Building supplies retailer Wolseley has grown trading profits by 64 per cent in the six months to the end of January as smaller builders continued to pull in renovation, maintenance and improvement work on houses.
Trading profit rose to £275m in the half year, up from £167m in the same half in 2010, while pre-tax profit rose to £195m, up from a £261m loss in 2010.
The group, which supplies professional builders, has cut net debt to £933m from nearly £1.5bn in the half year in 2010.
Earnings per share have also soared to 47p from a 79p loss per share in 2010 and the company has reinstated its interim dividend, paying 15p per share.
Chief executive Ian Meakins said the company had acted defensively to protect margins and cut costs in a “fragile” environment.

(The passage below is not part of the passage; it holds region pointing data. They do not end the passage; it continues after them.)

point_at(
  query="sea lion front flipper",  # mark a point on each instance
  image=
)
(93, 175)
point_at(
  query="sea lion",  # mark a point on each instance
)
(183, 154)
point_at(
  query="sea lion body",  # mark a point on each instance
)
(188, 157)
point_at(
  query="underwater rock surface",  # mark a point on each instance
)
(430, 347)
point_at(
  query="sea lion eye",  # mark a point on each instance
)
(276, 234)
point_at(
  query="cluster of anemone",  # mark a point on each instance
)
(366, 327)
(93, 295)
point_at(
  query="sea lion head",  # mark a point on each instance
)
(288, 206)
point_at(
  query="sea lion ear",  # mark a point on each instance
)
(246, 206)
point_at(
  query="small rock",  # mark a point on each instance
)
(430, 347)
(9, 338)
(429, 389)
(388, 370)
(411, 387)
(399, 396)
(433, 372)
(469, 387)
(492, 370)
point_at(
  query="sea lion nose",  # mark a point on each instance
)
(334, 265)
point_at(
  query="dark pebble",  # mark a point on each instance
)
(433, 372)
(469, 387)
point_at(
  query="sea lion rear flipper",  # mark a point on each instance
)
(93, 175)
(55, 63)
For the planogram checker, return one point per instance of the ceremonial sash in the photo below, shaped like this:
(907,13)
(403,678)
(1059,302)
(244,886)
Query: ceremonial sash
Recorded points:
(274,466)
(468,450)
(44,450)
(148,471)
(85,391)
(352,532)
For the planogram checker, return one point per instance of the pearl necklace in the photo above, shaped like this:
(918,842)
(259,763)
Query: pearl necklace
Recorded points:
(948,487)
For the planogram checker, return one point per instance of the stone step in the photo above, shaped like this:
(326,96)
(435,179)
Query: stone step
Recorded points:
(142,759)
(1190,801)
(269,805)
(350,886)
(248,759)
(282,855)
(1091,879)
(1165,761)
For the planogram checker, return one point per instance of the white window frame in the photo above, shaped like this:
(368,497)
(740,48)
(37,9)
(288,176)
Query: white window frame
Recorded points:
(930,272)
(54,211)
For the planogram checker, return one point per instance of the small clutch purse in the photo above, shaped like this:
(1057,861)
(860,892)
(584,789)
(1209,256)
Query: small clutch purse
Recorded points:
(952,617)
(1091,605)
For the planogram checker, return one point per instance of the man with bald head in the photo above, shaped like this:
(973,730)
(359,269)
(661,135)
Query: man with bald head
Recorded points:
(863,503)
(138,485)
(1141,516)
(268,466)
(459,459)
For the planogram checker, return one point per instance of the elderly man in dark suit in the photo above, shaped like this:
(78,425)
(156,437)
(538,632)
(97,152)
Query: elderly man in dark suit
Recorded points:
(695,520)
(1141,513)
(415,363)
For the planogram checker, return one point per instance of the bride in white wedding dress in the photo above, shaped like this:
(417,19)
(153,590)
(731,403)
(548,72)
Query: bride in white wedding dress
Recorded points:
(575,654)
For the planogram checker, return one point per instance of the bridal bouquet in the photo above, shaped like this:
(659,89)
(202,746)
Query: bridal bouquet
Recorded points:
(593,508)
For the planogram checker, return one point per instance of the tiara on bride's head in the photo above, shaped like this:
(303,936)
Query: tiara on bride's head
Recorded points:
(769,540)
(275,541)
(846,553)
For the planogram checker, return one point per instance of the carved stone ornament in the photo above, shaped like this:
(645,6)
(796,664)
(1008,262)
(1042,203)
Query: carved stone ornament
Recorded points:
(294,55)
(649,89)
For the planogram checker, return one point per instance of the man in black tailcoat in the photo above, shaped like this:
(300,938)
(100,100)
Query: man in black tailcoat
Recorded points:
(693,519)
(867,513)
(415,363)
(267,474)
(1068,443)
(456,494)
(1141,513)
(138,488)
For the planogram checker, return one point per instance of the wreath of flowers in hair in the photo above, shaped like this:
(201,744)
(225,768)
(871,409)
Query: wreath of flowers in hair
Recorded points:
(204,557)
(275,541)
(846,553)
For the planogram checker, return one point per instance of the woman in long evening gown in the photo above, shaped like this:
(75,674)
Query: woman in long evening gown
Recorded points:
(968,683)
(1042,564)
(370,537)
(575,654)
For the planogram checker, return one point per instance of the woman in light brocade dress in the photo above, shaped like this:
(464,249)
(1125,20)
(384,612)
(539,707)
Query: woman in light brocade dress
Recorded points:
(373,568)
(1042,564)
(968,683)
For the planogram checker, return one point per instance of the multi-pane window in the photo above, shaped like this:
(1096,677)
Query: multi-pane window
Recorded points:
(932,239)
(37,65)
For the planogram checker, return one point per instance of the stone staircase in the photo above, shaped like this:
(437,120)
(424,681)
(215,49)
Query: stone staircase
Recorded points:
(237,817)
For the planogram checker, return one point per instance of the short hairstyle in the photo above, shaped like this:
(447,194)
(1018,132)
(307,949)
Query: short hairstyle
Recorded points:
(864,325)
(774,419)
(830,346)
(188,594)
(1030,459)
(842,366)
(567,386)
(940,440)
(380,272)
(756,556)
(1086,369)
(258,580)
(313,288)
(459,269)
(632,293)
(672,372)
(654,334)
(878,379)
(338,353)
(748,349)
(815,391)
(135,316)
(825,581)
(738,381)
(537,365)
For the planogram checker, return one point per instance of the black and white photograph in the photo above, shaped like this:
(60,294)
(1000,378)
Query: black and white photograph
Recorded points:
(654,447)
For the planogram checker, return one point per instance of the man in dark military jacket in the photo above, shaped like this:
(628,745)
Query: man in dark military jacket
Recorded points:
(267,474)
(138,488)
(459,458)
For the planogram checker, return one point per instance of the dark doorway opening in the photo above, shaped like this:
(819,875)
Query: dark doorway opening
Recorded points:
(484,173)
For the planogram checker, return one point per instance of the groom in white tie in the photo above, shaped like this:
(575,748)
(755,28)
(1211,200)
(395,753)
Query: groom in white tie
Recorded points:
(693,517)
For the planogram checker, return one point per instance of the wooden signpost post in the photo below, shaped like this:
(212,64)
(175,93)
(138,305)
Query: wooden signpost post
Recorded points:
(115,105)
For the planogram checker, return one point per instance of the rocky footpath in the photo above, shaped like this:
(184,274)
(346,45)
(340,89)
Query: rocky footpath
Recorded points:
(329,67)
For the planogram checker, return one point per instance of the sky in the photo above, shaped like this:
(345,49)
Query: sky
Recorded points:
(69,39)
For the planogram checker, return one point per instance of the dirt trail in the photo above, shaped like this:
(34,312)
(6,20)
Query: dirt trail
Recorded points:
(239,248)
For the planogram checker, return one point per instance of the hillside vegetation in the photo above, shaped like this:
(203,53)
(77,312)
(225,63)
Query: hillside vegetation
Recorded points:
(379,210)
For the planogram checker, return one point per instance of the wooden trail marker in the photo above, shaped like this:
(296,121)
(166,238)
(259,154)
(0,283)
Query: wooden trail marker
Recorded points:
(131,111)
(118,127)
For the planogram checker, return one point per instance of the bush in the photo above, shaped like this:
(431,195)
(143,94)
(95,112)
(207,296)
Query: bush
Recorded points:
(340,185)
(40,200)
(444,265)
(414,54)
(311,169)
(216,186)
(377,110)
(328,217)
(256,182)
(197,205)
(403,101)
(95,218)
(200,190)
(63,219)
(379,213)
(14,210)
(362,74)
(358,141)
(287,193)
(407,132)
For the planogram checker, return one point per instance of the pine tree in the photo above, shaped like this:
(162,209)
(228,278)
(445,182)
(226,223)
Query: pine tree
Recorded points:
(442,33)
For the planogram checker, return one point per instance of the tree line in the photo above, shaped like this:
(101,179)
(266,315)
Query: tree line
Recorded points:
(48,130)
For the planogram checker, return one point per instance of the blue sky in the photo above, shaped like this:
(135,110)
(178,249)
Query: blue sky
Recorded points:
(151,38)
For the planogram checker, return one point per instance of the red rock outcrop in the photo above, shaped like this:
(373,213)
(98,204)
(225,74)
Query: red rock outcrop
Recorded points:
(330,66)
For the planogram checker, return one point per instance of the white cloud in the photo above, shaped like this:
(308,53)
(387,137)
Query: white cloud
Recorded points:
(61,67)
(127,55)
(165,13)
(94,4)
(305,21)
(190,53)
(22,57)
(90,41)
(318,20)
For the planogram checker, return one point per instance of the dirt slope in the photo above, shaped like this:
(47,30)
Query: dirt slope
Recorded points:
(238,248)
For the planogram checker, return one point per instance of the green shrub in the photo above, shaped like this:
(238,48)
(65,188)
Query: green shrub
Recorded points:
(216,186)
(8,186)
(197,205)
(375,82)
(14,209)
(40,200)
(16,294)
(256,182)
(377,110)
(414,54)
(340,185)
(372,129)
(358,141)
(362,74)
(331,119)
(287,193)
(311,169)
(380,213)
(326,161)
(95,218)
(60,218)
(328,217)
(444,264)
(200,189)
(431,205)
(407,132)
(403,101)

“The overall macro-economic environment in several regions continues to be fragile and pricing competition remains intense. The impact of recent VAT increases and government spending cuts leaves the outlook in the UK more uncertain,” he said.
Revenue rose five per cent on a like-for-like basis in the six months to £6.63bn from £6.33bn in the 2010 half.
Wolseley also made structural changes, adding three small bolt-on acquisitions in the period and selling its Italian business in February this year.
“The group expects to continue to grow in the second half of the year, though the comparatives will now be much more demanding,” Meakins added.
Keith Bowman at Hargreaves Lansdown said Wolseley's shares have outperformed the FTSE 100 by 25 per cent over the past year so the group's recovery was already well priced in.
"Management have again peppered outlook comments with caution," he said. "The shares remain a geared play on economic recovery, particularly in the US."